No single blockchain could ever contain all of the data that could be collected in a given industry or market. Instead, applications in the future could be what IBM VP of Blockchain Solutions Jerry Cuomo terms a “network of networks.”

“What if individual blockchain solutions could interoperate,” he asks. “Might they produce even more value if connected together?”

As an example, Cuomo imagines a produce distribution company that wants to ensure the safety and quality of its product mix, streamline its logistics systems and receive timely payments from business partners. A blockchain solution might have the company join three networks: one to track quality and freshness, another to manage shipping and a third to handle financial transactions. While each network independently brings value to the company, interoperability among them could conceivably bring even more value.

Theory vs. Reality

So—blockchain technology clearly offers tantalizing promise, and it appears the retail food industry is poised to employ it soon. But will that promise extend to foodservice?

One significant constraint would be the foodservice community’s mixed track record in universally adopting the data standardization that blockchain would require. Despite many efforts since the mid-1980s to encourage the use of UPC codes, common product databases, EDI exchange standards, GTIN numbers, GS1 initiatives and other programs, foodservice continues to lag far behind retail in this area.

Other constraints include the cost of technology and labor to code and track product at the case and pallet level; scenarios like the one envisioned by Cuomo would likely also require individual RFID tagging and embedded sensors. The ingredient-based nature of foodservice and the many proprietary products it uses also presents challenges.

Further, there are “institutional” constraints in the reluctance of many foodservice trading partners to fully share information they view as proprietary or essential to competitive advantage. It is worth observing that the foodservice industry’s largest distributors—Sysco, US Foods and Performance Food Group—have been notably silent about any intentions to explore the use of blockchain systems.

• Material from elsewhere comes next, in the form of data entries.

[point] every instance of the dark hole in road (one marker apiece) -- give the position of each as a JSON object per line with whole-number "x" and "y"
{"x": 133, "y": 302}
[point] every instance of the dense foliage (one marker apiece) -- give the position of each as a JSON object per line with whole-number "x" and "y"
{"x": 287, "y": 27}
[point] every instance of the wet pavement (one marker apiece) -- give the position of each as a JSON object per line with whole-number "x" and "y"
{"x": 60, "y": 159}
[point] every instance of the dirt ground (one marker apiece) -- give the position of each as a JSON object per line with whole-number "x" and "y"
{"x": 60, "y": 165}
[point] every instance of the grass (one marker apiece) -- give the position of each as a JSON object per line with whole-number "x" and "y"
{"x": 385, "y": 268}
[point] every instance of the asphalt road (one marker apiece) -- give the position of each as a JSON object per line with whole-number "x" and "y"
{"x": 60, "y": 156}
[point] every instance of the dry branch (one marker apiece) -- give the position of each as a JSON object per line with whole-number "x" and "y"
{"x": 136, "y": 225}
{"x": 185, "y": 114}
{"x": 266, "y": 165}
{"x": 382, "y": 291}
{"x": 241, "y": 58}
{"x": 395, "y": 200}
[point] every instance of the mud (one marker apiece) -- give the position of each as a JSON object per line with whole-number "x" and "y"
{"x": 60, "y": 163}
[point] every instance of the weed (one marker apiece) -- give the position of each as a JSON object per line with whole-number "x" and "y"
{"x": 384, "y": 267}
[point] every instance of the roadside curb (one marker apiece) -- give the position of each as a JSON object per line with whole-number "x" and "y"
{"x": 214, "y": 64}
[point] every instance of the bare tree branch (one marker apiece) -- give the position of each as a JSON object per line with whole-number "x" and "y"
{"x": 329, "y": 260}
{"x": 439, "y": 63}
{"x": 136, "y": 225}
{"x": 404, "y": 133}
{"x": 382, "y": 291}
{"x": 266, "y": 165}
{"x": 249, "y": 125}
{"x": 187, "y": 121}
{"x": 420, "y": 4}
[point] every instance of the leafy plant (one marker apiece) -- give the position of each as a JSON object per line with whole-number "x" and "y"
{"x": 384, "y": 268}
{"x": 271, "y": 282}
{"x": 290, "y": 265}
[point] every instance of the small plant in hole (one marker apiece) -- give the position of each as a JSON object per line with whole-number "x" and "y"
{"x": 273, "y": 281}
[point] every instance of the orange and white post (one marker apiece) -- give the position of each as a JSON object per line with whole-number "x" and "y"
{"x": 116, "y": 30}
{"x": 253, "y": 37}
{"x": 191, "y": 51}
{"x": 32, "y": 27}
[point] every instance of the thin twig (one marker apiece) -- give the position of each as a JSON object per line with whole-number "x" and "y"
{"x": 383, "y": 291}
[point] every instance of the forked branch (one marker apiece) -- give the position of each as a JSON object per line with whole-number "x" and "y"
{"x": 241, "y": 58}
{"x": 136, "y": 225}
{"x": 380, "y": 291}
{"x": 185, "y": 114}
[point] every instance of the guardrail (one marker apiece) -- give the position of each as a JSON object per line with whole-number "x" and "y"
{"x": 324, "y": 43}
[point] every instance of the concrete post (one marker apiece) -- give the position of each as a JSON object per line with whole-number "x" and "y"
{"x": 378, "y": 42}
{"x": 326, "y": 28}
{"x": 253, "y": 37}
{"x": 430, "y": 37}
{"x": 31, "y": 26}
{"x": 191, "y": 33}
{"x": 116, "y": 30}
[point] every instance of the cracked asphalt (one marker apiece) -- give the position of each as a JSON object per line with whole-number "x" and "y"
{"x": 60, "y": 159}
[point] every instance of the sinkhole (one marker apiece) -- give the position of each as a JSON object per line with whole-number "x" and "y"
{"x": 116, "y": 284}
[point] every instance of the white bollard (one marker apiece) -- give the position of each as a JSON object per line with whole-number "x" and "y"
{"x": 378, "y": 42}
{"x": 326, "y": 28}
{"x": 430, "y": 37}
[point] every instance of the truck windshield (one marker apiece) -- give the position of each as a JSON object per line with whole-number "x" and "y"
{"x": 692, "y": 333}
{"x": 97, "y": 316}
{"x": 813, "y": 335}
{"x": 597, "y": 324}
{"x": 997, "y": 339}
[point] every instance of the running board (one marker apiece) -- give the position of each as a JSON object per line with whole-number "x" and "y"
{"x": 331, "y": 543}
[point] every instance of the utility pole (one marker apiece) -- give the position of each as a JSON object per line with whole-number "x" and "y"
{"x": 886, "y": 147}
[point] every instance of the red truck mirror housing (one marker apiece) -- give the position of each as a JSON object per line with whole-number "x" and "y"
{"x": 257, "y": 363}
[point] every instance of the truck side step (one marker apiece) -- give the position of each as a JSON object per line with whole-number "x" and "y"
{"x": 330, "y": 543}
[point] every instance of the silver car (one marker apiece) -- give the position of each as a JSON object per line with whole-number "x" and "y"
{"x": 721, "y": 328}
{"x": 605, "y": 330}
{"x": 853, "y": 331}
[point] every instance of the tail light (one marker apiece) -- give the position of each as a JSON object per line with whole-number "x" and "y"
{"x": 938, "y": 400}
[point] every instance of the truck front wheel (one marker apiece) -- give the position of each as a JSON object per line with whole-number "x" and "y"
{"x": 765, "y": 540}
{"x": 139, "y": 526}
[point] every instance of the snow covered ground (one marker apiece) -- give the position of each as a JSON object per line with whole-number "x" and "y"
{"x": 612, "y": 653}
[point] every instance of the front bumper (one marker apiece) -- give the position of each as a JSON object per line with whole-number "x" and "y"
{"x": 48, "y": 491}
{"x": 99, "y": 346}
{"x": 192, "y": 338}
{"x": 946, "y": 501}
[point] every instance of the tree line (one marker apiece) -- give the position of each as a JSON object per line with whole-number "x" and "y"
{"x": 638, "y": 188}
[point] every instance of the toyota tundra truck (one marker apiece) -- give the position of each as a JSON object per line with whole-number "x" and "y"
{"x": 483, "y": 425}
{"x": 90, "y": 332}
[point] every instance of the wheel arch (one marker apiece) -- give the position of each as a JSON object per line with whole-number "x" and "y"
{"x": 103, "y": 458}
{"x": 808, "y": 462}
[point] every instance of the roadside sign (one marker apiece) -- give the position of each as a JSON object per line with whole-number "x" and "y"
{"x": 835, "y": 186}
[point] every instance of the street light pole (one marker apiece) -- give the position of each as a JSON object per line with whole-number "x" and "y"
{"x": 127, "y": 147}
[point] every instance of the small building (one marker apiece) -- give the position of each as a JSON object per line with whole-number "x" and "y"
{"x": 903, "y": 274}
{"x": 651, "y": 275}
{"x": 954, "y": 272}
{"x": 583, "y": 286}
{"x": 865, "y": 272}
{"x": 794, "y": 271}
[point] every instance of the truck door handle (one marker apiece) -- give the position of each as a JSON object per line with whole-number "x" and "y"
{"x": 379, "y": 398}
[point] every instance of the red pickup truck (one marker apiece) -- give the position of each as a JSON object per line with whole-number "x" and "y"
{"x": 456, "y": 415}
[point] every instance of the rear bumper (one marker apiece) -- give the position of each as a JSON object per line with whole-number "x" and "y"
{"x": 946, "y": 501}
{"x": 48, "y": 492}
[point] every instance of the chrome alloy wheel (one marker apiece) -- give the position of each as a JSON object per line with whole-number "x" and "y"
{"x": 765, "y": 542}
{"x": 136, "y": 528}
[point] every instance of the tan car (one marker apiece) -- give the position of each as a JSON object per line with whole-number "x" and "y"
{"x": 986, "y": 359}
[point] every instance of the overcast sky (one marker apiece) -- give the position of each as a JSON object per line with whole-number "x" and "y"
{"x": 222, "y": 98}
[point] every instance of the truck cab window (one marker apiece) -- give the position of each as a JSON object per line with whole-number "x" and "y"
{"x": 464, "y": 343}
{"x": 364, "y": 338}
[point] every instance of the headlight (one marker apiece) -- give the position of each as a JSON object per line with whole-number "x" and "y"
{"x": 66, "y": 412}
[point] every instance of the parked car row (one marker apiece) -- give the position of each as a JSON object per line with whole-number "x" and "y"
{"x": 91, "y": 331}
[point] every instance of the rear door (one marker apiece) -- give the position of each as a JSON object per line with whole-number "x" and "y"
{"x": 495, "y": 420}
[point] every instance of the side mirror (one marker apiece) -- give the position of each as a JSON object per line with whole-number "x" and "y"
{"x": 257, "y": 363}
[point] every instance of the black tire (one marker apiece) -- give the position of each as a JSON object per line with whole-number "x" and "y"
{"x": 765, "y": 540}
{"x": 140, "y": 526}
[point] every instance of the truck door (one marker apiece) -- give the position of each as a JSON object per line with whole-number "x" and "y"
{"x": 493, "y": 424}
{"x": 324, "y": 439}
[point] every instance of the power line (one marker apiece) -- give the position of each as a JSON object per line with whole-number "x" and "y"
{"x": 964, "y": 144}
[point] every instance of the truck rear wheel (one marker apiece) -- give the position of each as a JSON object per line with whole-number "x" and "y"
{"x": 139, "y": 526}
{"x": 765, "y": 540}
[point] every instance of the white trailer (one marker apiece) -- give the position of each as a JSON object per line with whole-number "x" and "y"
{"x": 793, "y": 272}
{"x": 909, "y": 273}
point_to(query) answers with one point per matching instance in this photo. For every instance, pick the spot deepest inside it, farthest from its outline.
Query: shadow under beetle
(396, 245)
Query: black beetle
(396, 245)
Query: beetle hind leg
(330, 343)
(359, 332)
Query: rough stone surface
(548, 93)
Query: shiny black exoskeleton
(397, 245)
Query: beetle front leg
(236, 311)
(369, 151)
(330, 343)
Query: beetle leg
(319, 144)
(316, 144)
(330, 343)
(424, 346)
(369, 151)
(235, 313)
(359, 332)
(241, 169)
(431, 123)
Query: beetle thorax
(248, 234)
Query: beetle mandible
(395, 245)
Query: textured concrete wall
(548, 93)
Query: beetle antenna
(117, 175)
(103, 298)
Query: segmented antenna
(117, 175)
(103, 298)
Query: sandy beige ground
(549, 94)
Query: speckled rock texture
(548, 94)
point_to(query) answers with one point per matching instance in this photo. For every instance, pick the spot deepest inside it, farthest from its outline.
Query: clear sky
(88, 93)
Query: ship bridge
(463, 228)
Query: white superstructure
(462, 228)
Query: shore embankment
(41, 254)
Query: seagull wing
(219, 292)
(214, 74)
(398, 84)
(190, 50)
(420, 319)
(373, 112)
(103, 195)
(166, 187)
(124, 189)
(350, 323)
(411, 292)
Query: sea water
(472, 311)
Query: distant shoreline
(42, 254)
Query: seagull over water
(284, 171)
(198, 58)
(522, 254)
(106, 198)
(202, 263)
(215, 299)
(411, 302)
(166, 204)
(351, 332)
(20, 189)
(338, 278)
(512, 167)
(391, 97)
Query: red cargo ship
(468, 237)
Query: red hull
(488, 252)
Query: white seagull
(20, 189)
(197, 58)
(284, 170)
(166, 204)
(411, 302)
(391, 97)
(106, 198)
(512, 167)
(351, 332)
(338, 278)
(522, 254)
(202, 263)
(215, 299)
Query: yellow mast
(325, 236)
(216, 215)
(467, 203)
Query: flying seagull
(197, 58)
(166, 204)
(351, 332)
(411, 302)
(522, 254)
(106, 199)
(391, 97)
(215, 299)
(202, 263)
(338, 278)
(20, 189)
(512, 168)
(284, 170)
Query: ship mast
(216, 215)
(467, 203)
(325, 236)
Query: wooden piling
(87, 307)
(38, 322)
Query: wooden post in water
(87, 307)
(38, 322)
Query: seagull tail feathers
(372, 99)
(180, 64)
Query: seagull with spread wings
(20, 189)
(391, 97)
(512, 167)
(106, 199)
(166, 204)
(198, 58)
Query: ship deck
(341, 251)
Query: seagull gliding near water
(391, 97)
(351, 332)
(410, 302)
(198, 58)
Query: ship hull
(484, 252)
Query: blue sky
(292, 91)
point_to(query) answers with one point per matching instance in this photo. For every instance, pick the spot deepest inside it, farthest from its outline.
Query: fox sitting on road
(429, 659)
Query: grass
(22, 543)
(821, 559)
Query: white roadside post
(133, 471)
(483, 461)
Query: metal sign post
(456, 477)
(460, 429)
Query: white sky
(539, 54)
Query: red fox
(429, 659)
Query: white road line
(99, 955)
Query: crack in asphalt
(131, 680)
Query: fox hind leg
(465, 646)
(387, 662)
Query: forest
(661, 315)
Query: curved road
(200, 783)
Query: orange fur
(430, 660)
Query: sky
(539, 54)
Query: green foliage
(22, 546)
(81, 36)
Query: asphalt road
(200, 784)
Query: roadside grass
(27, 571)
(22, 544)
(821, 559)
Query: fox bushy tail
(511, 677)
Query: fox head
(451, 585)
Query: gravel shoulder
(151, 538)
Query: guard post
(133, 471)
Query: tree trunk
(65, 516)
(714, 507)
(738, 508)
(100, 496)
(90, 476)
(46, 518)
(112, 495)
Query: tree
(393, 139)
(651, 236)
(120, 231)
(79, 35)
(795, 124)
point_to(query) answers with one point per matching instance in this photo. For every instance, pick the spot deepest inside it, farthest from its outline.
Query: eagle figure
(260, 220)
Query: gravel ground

Looking for Market Champions

That is not to suggest that blockchain solutions are not in the restaurant industry’s future. But for them to take root will require major market drivers and operational champions.

As in retail, the challenge of dealing with product recalls and a need to ensure food safety is likely to generate the first groundswell of support. Demand for traceability programs, especially from large customers like restaurant chains, could drive the first, limited, applications. Other types of customers—like large college dining programs, which put heavy emphasis on verified sustainability and sourcing origin details—could provide further impetus.

Third-party foodservice supply chain and logistics providers like SpenDifference, widely used by restaurant chains, could well become blockchain’s biggest champions. That’s because they are already heavily invested in digital tools and technology that could provide a foundation for blockchain implementation. They also tend to manage the integration of sourcing, procurement, and logistical functions, where blockchain could provide the greatest benefits

There’s an old saying—“Where you stand depends on where you sit.” And where third-party supply chain providers sit puts them in a clear position to identify the purchasing and logistics efficiencies blockchain could offer their customers.

For now, stay tuned—the first proof of concept demonstration cases in retail could well be just around the corner. Especially if that results in a competitive or financial advantage,  players in foodservice will have some serious choices to make.